26 Juin 2020 à 22:22 Politique
Les autorités marocaines rejettent les accusations d’Amnesty International

Les autorités marocaines réfutent catégoriquement les allégations du dernier rapport d’Amnesty International, et l’appelle à étayer sa teneur par des preuves.

« La publication du rapport d’Amnesty International, et la mobilisation de 17 organes de presse internationaux, pour relayer des allégations infondées s’inscrivent dans un agenda visant le Maroc », explique ainsi le communiqué des autorités publiques marocaines en rapport avec le dossier publié le 22 juin 2020. La même source indique également s’être entretenu avec Mohamed Sektaoui, le directeur exécutif d’AI au Maroc et « exprimé leur étonnement concernant ces allégations »

Les autorités publiques marocaines ont réfuté catégoriquement les allégations contenues dans le dernier rapport d’Amnesty International (AI), appelant cette dernière à apporter les preuves étayant sa teneur. Les autorités réfutent aussi le fait d’avoir été contactés par Amnesty International.

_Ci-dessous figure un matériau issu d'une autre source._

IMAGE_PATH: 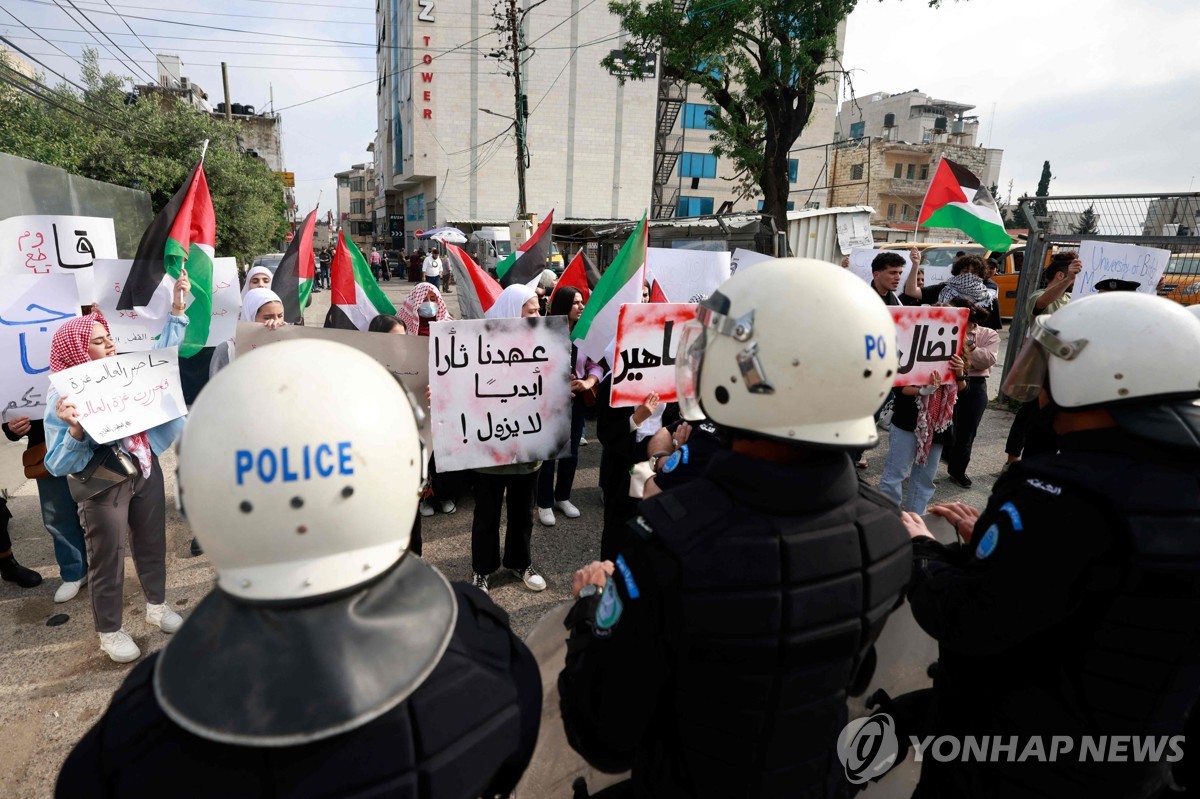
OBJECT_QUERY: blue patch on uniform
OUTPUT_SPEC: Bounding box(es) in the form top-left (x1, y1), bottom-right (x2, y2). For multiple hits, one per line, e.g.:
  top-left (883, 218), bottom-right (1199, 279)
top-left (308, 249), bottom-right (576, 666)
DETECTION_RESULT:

Les autorités ont exigé du Directeur exécutif d’Amnesty International de leur faire parvenir, dans les plus brefs délais, les preuves tangibles présumées, afin de permettre au Maroc de faire le nécessaire pour protéger les droits de ses citoyens. Dans l’attente d’une réponse officielle détaillée, les autorités marocaines rappellent qu’après la suspension, pendant plusieurs années, de la coopération avec cette organisation, elles n’ont constaté aucune évolution dans son approche qui puisse la distancier des dérapages qui s’inscrivent en faux par rapport aux règles de défense des droits de l’Homme dans leur dimension universelle, loin des calculs des lobbys et des centres de pression en déphasage avec la protection de ces droits.